I hate Stefan Molyneux, but I agree you should have kids young whether that's before or after a career.
In general, it's better nobody listen to him. He's obsessed with race science. His rant about why Germany has a lower crime rate... Chilling.
That makes zero sense! Once you have kids you can’t just jump into a career, they take lots of time to care for and rear. Studies demonstrate that older parents with established careers are far more likely to have more intelligent and well formed children. Also, many people that settle young end up divorced.
If she wants a career and a stable income to provide for the kids - then career comes first. Once you have children it's not like you can pop them out and go work on your career, no, thay require constant care until at least age 10 and even after that you have to have time to be a mother rather than just a career woman.
My mindset was always get my degrees and career before kids. For me personally, I can have my degrees and working in my desired field by 25-26. That gives me time to have a baby before 30. My mother didn't have my oldest sibling until 31, the last 34.
Uh, he’s right but for the wrong reason in my opinion. Plenty of women over 30 have kids. The bigger issue is that time works against women in finding a high value guy for serious relationships which is ideal for making a family. Not to mention that her career would be less affected by any time off for kids early on vs later in her life.
How the fuck are you supposed to make money for your children with no career? Get your career, see if you could have kids and have your career at the same time, if not figure which one you want to sacrifice.
Children are expensive as hell. Paying for 3 people takes a lot of money.

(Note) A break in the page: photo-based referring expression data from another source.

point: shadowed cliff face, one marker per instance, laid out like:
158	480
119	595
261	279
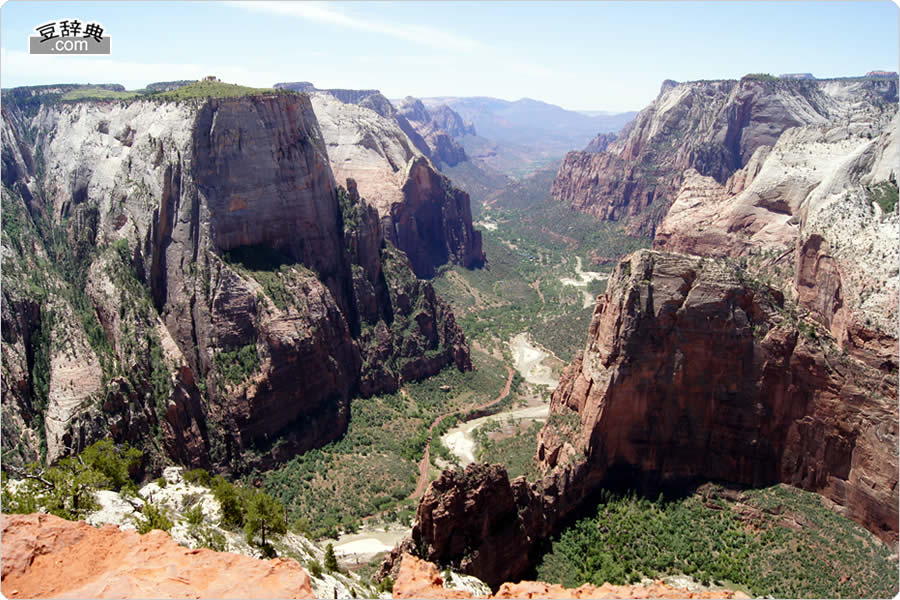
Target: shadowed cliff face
420	210
434	223
199	291
713	127
690	372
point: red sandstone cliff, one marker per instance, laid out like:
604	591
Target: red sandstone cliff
421	579
196	257
47	557
691	371
711	126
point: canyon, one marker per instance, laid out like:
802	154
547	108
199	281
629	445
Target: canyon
755	345
216	279
155	275
714	127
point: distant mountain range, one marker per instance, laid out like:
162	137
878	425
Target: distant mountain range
517	137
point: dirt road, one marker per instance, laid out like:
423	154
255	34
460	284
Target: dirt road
423	466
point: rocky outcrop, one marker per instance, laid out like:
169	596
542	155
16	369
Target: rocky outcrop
420	210
691	371
804	215
47	557
421	579
713	127
196	273
729	388
447	119
442	147
601	142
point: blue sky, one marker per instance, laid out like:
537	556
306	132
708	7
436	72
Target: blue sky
586	55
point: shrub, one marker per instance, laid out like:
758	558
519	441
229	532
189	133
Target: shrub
231	501
198	476
330	559
264	516
154	517
315	569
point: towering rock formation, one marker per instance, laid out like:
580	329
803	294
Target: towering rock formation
816	214
713	127
691	371
771	357
189	277
433	127
420	210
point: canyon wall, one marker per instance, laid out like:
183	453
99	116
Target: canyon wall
713	127
692	370
422	213
188	276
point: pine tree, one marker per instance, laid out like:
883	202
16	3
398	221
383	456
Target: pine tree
265	516
330	559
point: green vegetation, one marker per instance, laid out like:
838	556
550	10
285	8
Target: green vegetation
533	247
776	541
516	451
315	569
154	517
373	468
330	559
117	465
271	269
232	500
215	89
67	488
237	365
196	476
264	516
884	194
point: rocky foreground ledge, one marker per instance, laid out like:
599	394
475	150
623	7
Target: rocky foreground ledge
48	557
421	579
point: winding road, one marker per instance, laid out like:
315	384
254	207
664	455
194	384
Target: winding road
423	466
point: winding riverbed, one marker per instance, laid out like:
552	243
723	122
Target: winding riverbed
529	362
584	278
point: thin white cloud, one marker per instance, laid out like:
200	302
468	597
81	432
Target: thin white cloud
38	69
324	12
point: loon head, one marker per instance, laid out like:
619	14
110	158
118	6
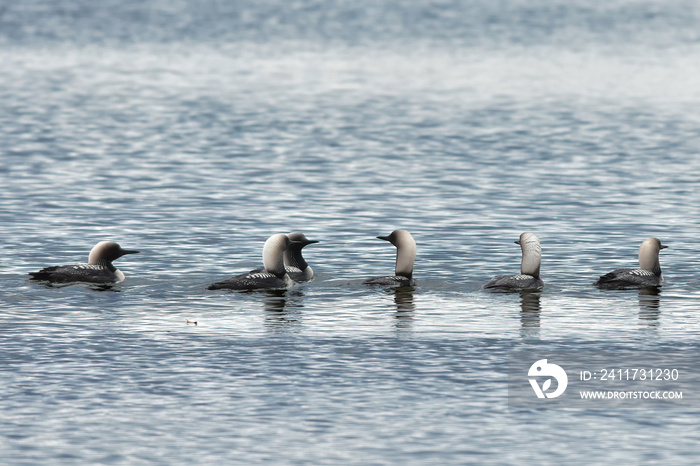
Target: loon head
106	252
405	251
272	253
532	254
292	255
649	255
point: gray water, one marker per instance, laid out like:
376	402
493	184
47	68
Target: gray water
193	130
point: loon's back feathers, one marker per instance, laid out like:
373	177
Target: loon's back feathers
519	282
252	281
628	278
294	263
273	275
99	268
648	274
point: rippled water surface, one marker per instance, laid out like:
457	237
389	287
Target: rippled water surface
194	130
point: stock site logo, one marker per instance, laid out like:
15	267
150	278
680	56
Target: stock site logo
542	369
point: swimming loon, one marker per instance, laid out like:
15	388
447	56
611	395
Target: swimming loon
99	268
529	277
273	276
405	257
648	274
294	264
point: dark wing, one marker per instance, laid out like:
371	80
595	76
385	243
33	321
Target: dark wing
75	273
515	282
250	281
393	280
627	278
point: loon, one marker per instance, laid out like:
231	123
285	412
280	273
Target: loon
294	264
274	275
529	277
99	268
405	257
647	275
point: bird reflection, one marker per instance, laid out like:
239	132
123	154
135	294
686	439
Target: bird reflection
405	308
530	314
279	317
649	309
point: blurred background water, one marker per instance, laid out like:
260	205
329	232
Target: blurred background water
193	130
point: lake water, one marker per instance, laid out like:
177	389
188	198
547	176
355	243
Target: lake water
193	130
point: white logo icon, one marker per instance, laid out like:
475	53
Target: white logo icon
542	369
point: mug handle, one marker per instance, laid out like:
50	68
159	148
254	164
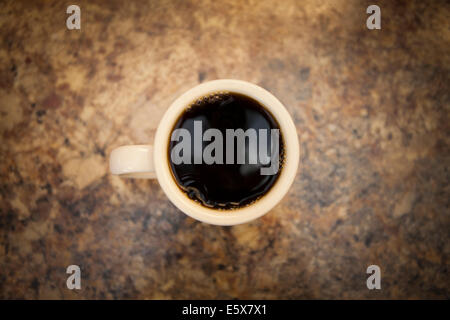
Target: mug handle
134	161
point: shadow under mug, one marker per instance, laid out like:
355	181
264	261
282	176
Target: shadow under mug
149	162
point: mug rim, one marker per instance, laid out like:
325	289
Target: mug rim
227	216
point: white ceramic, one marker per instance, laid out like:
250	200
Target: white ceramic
146	161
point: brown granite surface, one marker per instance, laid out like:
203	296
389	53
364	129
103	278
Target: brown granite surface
372	114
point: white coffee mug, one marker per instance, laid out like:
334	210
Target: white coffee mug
146	161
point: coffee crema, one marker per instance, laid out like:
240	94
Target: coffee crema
226	150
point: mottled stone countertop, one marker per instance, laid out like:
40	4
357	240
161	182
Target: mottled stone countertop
371	109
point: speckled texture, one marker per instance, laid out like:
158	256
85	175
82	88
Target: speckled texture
372	114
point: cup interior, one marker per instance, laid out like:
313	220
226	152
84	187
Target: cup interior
238	215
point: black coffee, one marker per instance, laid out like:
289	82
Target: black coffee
228	167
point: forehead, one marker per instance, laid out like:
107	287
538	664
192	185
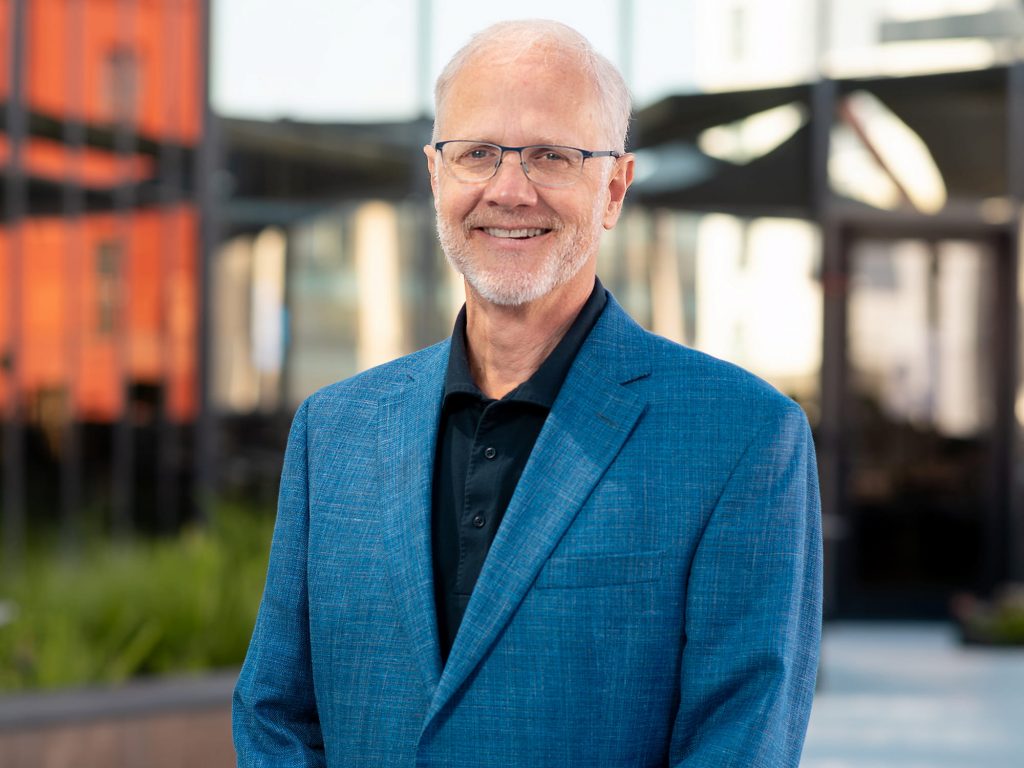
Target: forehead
540	95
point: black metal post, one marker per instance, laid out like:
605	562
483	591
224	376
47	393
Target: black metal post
74	206
15	210
830	431
170	247
123	497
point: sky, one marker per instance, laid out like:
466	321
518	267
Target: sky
353	59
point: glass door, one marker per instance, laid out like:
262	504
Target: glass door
920	412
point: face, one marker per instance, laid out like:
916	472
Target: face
515	242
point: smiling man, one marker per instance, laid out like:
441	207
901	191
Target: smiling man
554	539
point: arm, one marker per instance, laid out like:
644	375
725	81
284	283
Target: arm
754	610
274	719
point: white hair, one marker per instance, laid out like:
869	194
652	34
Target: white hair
515	39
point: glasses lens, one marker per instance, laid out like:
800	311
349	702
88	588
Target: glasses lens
553	166
470	161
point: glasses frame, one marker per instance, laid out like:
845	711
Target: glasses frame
587	155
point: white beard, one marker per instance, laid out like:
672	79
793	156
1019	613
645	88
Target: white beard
510	285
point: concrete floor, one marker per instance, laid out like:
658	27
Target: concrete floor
898	695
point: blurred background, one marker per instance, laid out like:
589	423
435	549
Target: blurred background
211	208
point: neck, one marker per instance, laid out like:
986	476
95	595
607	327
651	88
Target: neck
507	344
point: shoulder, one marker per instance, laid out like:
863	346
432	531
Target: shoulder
363	391
716	396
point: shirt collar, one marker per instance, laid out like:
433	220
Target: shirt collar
542	388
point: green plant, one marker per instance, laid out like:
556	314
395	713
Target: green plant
139	607
998	622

@Adam_INTJ there are plenty of men who can afford it. Women are so empowered they would rather date a sexy excon homeless man over just a normal attractive man who can support a family.
A girl i know literally married a felon pill addict because he is the hottest man she's ever seen. Everyone told her no dont do it. Its not going well fyi surprise. But I've seen her blow off some decent guys who tried with her and they were good looking too.
Well, her loss. She really had 3 options: put career before family and suffer a midlife crisis from the baby rabies, marry the hot addict and live in poverty, or marry a husband who can provide (not her addict pal).
Just because an irresponsible few would suffer poverty from the best solution for most doesn't mean I'm going to give crappy advise to the whole crowd that delay irresponsibility from manifesting its natural symptoms.
@Adam_INTJ agreed. You know what you're talking about
I've talked to a few mothers and ideally, the earlier (around early 20's) you can get a child, whether by marriage or not, the better. The main reason isn't because of birth defects, instead, it is because raising a baby takes a lot of energy and disturbed sleep, something that's difficult to deal with when you're 30 and older.
It's entirely situational. I do think having kids younger is better. But I also think stability for children is of paramount importance. Most 15 to 30 year olds are not stable at all, at least not in ways kids need.
Really, it's a catch 22. Damned if you do. Damned if you don't. So it turns into something that you just have to figure out as you go.
I agree with @hahahmm, for the reason he stated.
Having said that, every women is different and I believe women should do what they believe is right for them. The problem is that I think women get a lot of unrealistic messages today about "having it all", and I think they need to see both sides of the issue and understand the potential pitfalls of postponing getting married and having kids, which is something that is generally downplayed today.